Celebrating Miriam Makeba: A Struggle of a Fearless Artist Told in a Daring Dance Drama

“When you speak about Miriam Makeba in the nation, it’s akin to referring about a queen,” remarks Alesandra Seutin. Called the Empress of African Song, the iconic artist also spent time in Greenwich Village with renowned musicians like Miles Davis and Duke Ellington. Beginning as a teenager dispatched to labor to support her family in the city, she eventually served as an envoy for Ghana, then the country’s representative to the UN. An vocal campaigner against segregation, she was married to a activist. This remarkable story and impact inspire the choreographer’s new production, the performance, set for its British debut.

A Fusion of Movement, Sound, and Narration

The show merges movement, live music, and spoken word in a stage work that isn’t a simple biography but draws on Makeba’s history, particularly her experience of banishment: after relocating to New York in the year, she was barred from South Africa for 30 years due to her opposition to segregation. Later, she was banned from the US after wedding activist her spouse. The show is like a ceremonial tribute, a reimagined memorial – some praise, some festivity, some challenge – with a fabulous South African singer Tutu Puoane at the centre reviving her music to dynamic existence.

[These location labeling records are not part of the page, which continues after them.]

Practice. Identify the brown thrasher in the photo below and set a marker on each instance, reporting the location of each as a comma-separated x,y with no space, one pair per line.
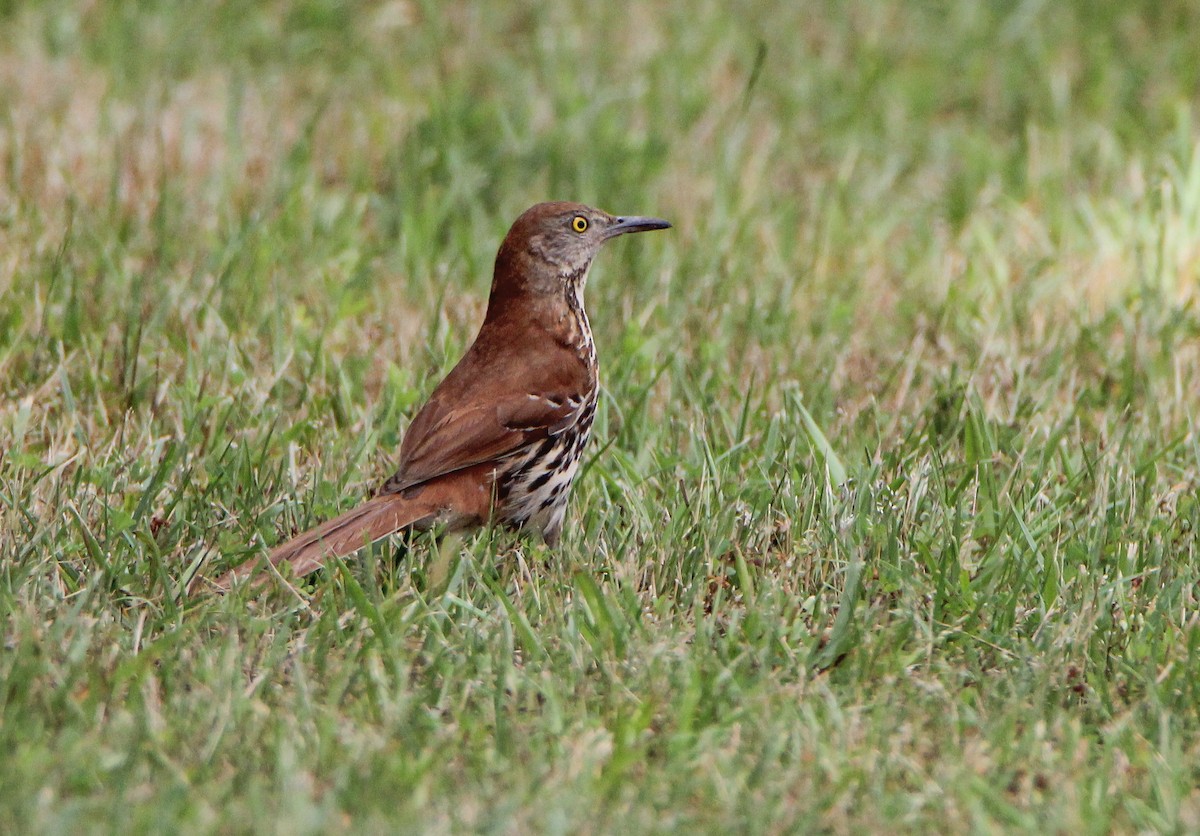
502,435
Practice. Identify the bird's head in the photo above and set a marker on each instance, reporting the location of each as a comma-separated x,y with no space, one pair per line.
551,245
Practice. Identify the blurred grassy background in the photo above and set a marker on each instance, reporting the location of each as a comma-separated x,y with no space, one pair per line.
949,248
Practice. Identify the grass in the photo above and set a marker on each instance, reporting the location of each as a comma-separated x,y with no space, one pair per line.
891,519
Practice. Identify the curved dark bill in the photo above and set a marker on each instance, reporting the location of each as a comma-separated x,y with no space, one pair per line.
636,223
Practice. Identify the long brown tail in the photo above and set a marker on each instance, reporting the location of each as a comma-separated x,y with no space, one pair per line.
343,535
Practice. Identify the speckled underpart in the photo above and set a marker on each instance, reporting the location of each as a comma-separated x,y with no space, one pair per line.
533,491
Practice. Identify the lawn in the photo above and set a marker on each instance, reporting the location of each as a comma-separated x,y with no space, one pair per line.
889,516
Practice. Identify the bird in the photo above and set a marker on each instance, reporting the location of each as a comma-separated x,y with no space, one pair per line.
501,438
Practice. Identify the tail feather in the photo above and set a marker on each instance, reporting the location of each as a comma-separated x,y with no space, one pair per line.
342,535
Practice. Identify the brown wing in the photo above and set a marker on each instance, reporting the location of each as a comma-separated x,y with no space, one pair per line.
487,409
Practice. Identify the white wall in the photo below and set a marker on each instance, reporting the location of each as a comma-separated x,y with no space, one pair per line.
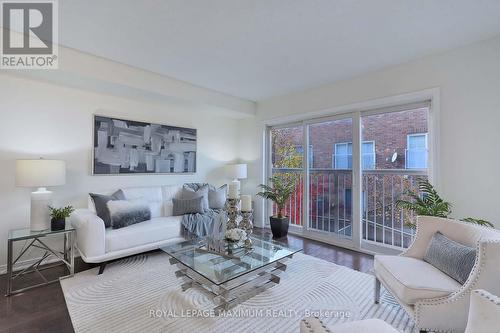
469,82
42,119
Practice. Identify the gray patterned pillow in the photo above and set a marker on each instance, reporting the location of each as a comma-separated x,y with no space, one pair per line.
217,197
188,206
127,212
101,205
454,259
188,193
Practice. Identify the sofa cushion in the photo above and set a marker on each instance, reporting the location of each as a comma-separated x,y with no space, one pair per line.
189,193
412,279
170,192
452,258
153,195
101,205
127,212
217,197
154,230
188,206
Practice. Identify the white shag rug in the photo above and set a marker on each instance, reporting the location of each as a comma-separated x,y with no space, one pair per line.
142,294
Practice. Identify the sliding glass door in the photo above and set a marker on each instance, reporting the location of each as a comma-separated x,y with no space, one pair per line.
287,159
350,170
330,177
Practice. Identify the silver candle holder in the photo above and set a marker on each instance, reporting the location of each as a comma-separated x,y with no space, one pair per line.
232,212
247,225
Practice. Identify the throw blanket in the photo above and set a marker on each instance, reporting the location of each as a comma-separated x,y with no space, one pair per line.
201,224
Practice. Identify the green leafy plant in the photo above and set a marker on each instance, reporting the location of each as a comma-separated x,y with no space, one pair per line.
478,221
281,189
427,202
61,213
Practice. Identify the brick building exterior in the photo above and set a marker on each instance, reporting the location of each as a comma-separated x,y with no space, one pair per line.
387,133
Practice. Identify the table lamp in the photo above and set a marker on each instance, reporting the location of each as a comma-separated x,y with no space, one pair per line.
237,172
40,173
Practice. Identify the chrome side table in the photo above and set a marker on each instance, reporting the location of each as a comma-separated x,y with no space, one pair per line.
37,239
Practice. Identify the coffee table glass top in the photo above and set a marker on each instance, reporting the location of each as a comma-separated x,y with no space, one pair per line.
237,261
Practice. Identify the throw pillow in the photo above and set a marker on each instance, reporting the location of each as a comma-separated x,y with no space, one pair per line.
188,206
127,212
454,259
101,205
188,193
217,197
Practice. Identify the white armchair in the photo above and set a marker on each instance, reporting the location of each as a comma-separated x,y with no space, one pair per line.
435,301
484,317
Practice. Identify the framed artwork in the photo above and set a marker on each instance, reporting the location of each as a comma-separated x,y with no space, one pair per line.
133,147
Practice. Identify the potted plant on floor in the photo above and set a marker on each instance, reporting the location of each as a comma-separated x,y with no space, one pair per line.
281,189
427,202
58,217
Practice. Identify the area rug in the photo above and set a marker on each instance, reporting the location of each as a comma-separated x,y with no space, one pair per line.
142,294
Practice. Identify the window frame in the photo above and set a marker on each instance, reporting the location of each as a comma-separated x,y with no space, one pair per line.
334,161
408,136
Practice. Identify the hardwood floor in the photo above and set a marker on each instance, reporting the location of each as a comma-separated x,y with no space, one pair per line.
44,309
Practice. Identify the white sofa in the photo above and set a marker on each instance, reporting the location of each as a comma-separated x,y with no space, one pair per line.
98,244
484,317
435,301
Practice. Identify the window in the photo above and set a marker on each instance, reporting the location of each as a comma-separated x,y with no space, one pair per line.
300,150
416,152
368,151
342,158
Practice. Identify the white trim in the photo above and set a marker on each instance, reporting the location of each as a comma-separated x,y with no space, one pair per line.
373,105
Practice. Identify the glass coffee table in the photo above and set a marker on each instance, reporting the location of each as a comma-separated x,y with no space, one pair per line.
233,276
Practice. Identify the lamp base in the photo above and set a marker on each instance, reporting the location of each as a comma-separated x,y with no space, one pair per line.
40,215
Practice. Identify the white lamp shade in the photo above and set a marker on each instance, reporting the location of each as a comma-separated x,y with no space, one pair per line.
237,171
40,173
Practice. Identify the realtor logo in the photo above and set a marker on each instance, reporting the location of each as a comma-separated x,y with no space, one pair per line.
29,34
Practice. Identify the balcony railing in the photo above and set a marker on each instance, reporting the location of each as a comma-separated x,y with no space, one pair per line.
330,203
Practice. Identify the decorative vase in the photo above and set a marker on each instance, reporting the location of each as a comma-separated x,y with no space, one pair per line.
232,213
279,226
57,224
247,225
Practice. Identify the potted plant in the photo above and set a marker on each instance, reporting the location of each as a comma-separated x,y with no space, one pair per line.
427,202
281,188
58,217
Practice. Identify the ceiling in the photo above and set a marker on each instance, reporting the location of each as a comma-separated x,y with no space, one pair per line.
257,49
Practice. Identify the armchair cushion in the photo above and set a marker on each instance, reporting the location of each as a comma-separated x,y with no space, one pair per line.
412,279
450,257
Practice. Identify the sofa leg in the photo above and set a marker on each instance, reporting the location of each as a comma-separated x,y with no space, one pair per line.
101,268
377,291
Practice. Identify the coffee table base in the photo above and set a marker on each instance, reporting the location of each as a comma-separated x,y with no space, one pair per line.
236,291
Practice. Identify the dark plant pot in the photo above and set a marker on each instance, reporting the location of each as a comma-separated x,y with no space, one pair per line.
57,224
279,226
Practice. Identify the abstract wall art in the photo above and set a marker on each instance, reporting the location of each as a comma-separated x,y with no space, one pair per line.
134,147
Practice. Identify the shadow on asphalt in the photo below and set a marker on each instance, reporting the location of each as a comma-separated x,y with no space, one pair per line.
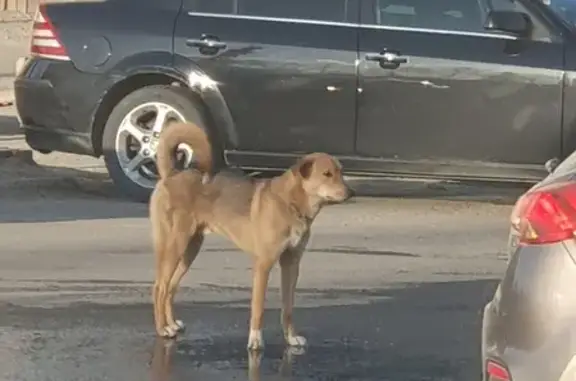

Strength and elegance … the production.

In South Africa, a informal gathering spot is an under-the-radar venue for locally made drinks and animated discussions, often managed by a shebeen queen. Her parent the matriarch was a shebeen queen who was arrested for producing drinks without permission when Makeba was a newborn. Unable to pay the penalty, Christina went to prison for six months, taking her infant with her, which is how Miriam’s eventful life started – just one of the details the choreographer discovered when studying her story. “Numerous tales!” says Seutin, when they met in the city after a show. Seutin’s father is from Belgium and she was raised there before relocating to learn and labor in the UK, where she established her company Vocab Dance. Her South African mother would perform Makeba’s songs, such as the tunes, when she was a child, and move along in the living room.

Songs of freedom … the artist performs at Wembley Stadium in 1988.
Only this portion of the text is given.